Jackson Hole Center for the Arts, Phase 2
Pop, rock, country, fusion all find a hospitable venue in Jackson. The primary performance space is unique in that it can put just 100 patrons on the main floor for small scale, local dramatic productions, or expand to include a much bigger balcony with extraordinary sight lines for dance. There's also an orchestra pit for musical theater production that can be brought into service quickly and easily.
Jackson Hole, Wyoming | Popular music venue | with Stephen Dynia Architects / Carney Logan Burke Architects
Jackson Hole, Wyoming, birth place of “cowboy chic” and home to some of the world’s most breathtaking and exciting outdoor recreation, now has a new first-class performing arts complex to add to its long list of attractions. The $15 million Performing Arts Pavilion features a 500-seat proscenium theater, and extensive music rehearsal facilities.

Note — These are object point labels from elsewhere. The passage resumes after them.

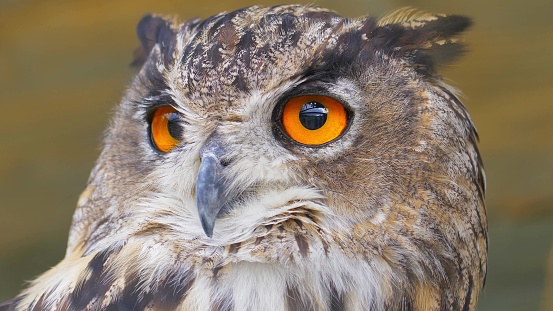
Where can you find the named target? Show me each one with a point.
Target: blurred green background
(64, 65)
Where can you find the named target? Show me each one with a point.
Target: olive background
(65, 64)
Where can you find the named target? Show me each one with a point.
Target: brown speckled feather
(388, 216)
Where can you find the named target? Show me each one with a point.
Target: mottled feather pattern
(388, 217)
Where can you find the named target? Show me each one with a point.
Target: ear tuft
(427, 39)
(152, 30)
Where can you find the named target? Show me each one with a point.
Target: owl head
(277, 157)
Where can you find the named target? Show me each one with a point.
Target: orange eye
(314, 119)
(165, 130)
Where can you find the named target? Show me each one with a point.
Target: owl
(281, 158)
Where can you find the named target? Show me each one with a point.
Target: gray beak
(210, 186)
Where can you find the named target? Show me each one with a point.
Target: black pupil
(313, 115)
(173, 125)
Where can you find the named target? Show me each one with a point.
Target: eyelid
(330, 126)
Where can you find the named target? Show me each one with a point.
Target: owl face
(285, 152)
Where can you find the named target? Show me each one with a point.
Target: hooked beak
(210, 186)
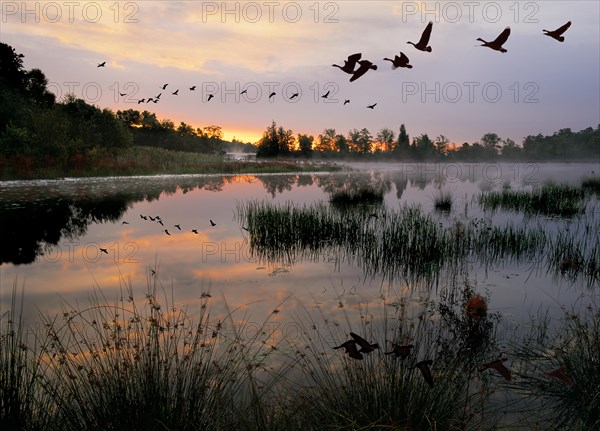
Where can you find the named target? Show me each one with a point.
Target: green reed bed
(572, 347)
(560, 200)
(410, 244)
(366, 195)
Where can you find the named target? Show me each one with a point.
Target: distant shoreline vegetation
(43, 138)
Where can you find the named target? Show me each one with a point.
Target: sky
(460, 89)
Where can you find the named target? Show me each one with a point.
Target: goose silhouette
(349, 64)
(365, 66)
(422, 44)
(350, 348)
(497, 43)
(557, 34)
(365, 346)
(401, 61)
(401, 352)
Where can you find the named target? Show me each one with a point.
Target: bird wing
(364, 67)
(426, 34)
(503, 37)
(562, 29)
(360, 340)
(354, 57)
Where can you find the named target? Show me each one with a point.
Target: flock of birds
(402, 61)
(357, 67)
(351, 347)
(159, 220)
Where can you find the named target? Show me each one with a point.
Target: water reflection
(53, 231)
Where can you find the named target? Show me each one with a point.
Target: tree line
(37, 131)
(562, 145)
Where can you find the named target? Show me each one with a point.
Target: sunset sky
(459, 90)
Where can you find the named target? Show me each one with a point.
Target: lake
(55, 232)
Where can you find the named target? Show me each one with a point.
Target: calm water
(53, 232)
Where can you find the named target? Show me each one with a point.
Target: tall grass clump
(406, 243)
(22, 405)
(386, 392)
(573, 348)
(443, 200)
(560, 200)
(120, 366)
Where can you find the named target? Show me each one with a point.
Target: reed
(550, 199)
(573, 348)
(408, 244)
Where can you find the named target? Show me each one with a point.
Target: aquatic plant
(551, 199)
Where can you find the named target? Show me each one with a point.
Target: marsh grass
(572, 345)
(120, 366)
(550, 199)
(365, 195)
(117, 366)
(407, 243)
(385, 392)
(22, 405)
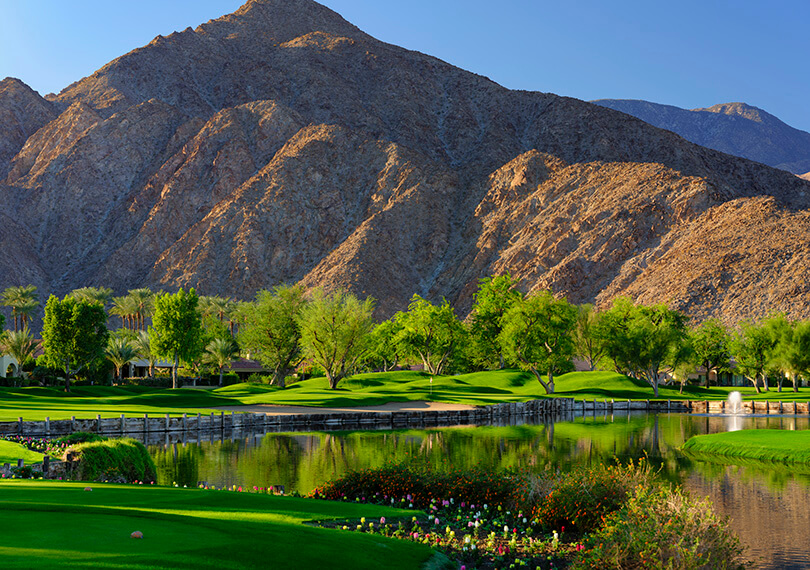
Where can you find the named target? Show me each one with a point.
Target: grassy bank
(63, 526)
(766, 446)
(10, 452)
(480, 388)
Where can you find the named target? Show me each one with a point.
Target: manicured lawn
(478, 388)
(60, 525)
(772, 446)
(10, 452)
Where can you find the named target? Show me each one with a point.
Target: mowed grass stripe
(479, 388)
(68, 527)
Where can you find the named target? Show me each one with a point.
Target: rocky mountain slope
(734, 128)
(282, 144)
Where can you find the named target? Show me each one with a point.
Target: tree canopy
(74, 334)
(538, 334)
(334, 331)
(270, 329)
(176, 332)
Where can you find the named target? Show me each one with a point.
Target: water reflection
(766, 506)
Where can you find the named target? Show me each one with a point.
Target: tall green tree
(495, 296)
(143, 347)
(270, 331)
(74, 334)
(797, 354)
(538, 333)
(642, 341)
(120, 352)
(176, 332)
(711, 346)
(430, 332)
(23, 301)
(125, 308)
(781, 332)
(752, 346)
(143, 301)
(334, 332)
(587, 343)
(383, 346)
(220, 352)
(20, 345)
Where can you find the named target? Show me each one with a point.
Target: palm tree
(143, 300)
(144, 350)
(23, 301)
(221, 352)
(125, 308)
(20, 345)
(120, 353)
(100, 295)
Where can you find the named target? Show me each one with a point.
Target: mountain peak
(739, 109)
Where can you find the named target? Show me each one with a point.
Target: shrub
(579, 499)
(124, 460)
(477, 486)
(662, 528)
(80, 437)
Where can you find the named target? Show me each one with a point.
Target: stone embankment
(268, 422)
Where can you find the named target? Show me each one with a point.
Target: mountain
(282, 144)
(733, 128)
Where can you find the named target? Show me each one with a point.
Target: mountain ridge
(327, 157)
(734, 128)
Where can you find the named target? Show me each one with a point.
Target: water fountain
(735, 403)
(734, 408)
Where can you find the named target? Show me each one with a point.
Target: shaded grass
(63, 526)
(479, 388)
(761, 446)
(10, 452)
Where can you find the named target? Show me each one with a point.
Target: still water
(769, 508)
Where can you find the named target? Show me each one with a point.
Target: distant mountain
(734, 128)
(282, 144)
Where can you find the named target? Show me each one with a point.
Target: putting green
(61, 525)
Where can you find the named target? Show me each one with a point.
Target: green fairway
(479, 388)
(10, 452)
(768, 446)
(61, 525)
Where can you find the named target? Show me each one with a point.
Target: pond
(768, 507)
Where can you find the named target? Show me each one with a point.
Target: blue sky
(686, 53)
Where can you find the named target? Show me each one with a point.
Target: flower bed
(489, 520)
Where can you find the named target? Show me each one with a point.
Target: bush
(80, 437)
(662, 528)
(156, 382)
(579, 499)
(119, 460)
(476, 486)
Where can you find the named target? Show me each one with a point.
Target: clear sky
(688, 53)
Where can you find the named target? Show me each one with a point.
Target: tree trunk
(174, 369)
(279, 375)
(548, 387)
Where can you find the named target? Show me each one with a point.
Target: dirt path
(418, 406)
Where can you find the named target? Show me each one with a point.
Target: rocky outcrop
(734, 128)
(22, 113)
(282, 144)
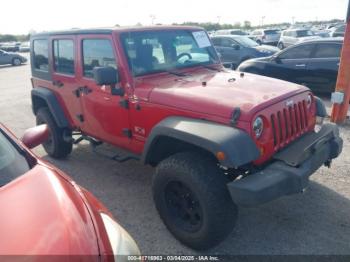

Robert F. Mahoney & Associates designed the acoustics for the 40,000-square-foot Performing Arts Pavilion—which hosts chamber music, as well as dramatic plays and musicals. Because the dramatic productions that take place in the new theater tend to be more intimate performances, Mahoney & Associates was charged with finding a way to make the 500- seat theater feel full with less than 200 people in attendance. A solution was found in designing the theater to seat more people in the balcony than on the main floor of the building.
A team of local architects from Steve Dynia Architects and Carney Architects worked together as part of the Arts Design Collaborative to design the Performing Arts Pavilion, that opened in the Spring of 2007.